Dies wird vom Beschwerdeführer auch nicht in Frage gestellt. Er behauptet lediglich, dass der Sachverhalt im Hinblick auf die eingeschriebene Absendung der Berufung anders zu beurteilen sei.

Der Oberste Gerichtshof fasste in seinem Beschluss vom 30. Juni 2010, 3 Ob 69/10h, seine bisherige Rechtsprechung zur Frage der Beweislast betreffend den Zugang eingeschriebener Sendungen wie folgt zusammen:

"Unter Hinweis auf deutsche Lehre und Rechtsprechung sprach der Oberste Gerichtshof zu 7 Ob 24/09v (= ecolex 2009/215 (zustimmend Friedl); ebenfalls zustimmend Ertl in ecolex 2010, 332) - unter Abkehr von bisheriger Rechtsprechung - aus, dass es sich verbiete, den Nachweis der Aufgabe eines Schreibens (im Anlassfall: Qualifiziertes Mahnschreiben gemäß § 39 VersVG) bei Einschreiben 'auf erste Sicht' als für den Nachweis des Zugangs an den Versicherungsnehmer ausreichend anzusehen.
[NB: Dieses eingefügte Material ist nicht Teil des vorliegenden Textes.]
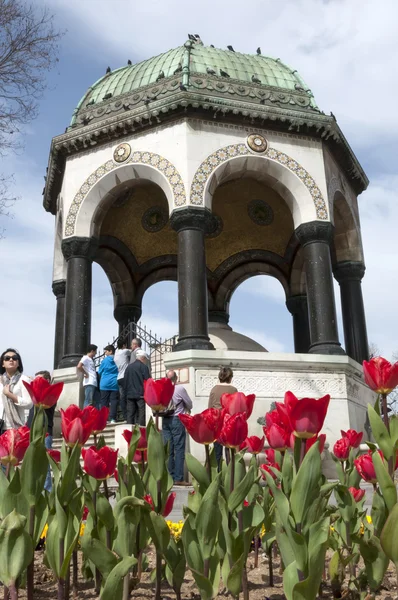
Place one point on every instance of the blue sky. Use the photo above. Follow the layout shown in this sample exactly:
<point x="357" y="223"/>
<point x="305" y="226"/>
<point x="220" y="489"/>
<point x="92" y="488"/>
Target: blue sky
<point x="344" y="49"/>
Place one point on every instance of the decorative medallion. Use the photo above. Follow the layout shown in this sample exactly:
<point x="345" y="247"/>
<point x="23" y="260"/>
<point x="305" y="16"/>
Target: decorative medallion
<point x="257" y="142"/>
<point x="215" y="226"/>
<point x="148" y="158"/>
<point x="154" y="219"/>
<point x="222" y="155"/>
<point x="260" y="212"/>
<point x="122" y="152"/>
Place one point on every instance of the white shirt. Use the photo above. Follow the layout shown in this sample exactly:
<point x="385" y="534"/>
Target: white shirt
<point x="122" y="359"/>
<point x="24" y="401"/>
<point x="89" y="367"/>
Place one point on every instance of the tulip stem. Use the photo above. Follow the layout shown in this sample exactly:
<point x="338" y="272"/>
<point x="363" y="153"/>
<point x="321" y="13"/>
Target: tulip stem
<point x="13" y="592"/>
<point x="143" y="462"/>
<point x="208" y="465"/>
<point x="158" y="554"/>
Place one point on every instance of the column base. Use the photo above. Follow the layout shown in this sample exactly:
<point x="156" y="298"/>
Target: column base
<point x="326" y="348"/>
<point x="193" y="343"/>
<point x="70" y="360"/>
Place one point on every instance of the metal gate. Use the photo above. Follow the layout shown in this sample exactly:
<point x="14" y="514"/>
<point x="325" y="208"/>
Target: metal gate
<point x="155" y="347"/>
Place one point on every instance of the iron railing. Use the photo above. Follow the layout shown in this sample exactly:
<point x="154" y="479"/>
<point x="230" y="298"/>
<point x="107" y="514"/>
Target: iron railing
<point x="154" y="347"/>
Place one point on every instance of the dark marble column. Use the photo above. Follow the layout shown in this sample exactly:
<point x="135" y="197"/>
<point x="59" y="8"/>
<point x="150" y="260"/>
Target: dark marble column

Nach allgemeinen Grundsätzen hat jede Partei die für ihren Rechtsstandpunkt günstigen Tatsachen zu beweisen (RIS-Justiz RS0037797). Eine Verschiebung der Beweislast kommt nur dann in Betracht, wenn ein allgemein, also für jedermann auf gleiche Weise bestehender Beweisnotstand vorliegt und wenn objektiv typische, also auf allgemein gültigen Erfahrungssätzen beruhende Geschehensabläufe für den Anspruchswerber sprechen (RIS-Justiz RS0039895). Auch wenn man davon ausgeht, dass nach allgemein gültigen Erfahrungssätzen eingeschrieben aufgegebene Briefsendungen typischerweise auch zugestellt werden, kann - jedenfalls solange eine Möglichkeit besteht, die Zustellung der Briefsendung durch das 'TuT-System' oder mittels Rückscheinzustellung zu beweisen - von einem Beweisnotstand im Sinn der Rechtsprechung zum prima facie-Beweis nicht gesprochen werden.
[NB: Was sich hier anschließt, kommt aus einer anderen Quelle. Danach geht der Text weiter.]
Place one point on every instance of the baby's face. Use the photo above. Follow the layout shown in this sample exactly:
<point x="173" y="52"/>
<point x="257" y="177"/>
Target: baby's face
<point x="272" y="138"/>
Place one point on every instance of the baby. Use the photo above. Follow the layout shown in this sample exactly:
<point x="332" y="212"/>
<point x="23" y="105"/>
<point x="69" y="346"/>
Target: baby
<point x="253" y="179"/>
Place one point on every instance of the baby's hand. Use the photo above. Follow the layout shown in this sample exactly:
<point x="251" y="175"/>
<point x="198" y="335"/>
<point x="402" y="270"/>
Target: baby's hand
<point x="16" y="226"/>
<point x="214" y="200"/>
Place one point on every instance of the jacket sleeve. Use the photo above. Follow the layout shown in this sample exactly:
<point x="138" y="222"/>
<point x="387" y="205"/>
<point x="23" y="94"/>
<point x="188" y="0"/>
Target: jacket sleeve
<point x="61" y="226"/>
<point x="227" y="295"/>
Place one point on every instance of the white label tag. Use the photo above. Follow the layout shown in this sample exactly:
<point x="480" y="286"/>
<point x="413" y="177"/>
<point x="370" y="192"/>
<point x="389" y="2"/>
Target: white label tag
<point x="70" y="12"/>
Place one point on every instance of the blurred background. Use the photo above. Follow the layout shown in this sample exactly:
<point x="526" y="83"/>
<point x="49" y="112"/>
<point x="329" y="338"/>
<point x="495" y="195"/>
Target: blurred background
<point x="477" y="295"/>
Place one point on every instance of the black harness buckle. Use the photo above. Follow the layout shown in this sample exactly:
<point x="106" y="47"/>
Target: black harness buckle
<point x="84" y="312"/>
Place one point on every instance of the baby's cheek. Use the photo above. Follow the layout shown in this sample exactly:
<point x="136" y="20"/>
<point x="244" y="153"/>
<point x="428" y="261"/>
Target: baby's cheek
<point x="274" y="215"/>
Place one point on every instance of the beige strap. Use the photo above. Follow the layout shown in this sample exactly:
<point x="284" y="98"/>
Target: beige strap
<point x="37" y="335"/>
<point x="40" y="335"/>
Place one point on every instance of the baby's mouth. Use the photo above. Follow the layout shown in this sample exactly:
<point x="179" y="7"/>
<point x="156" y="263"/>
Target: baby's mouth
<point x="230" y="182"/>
Nach dem derzeit noch in Geltung stehenden § 2 Z 9 PostG 1997 können 'Einschreiben' (entgeltpflichtige Sonderbehandlung einer Postsendung, die durch den Dienstanbieter pauschal gegen Verlust, Entwendung oder Beschädigung versichert wird und bei der dem Absender, gegebenenfalls auf sein Verlangen, eine Bestätigung über die Entgegennahme der Sendung und ihre Aushändigung an den Empfänger erteilt wird) in Verbindung mit den von der Österreichischen Post AG erlassenen 'AGB Briefdienst Inland' durch Inanspruchnahme der weiteren entgeltpflichtigen Zusatzleistung 'TuT für Einschreiben' vom Absender anhand der Aufgabenummer hinsichtlich ihres Sendestatus verfolgt werden. Überdies kann der Absender die weitere entgeltpflichtige Zusatzleistung 'Eigenhändig' oder 'Rückschein' wählen. Dadurch wird der Absender in die Lage versetzt, eine Bestätigung über die Abgabe der Sendung vorzuweisen. Es spricht nichts dagegen, einen Absender, der sich einer Übersendungsart bedient, die es ihm ermöglicht, sich per Nachforschungsauftrag ein objektives Beweismittel für den Zugang seiner Erklärung zu verschaffen, nicht auch zu verpflichten, diese Möglichkeit zu nutzen (Wukoschitz, Bringt die Post allen was?, ecolex 2005, 106).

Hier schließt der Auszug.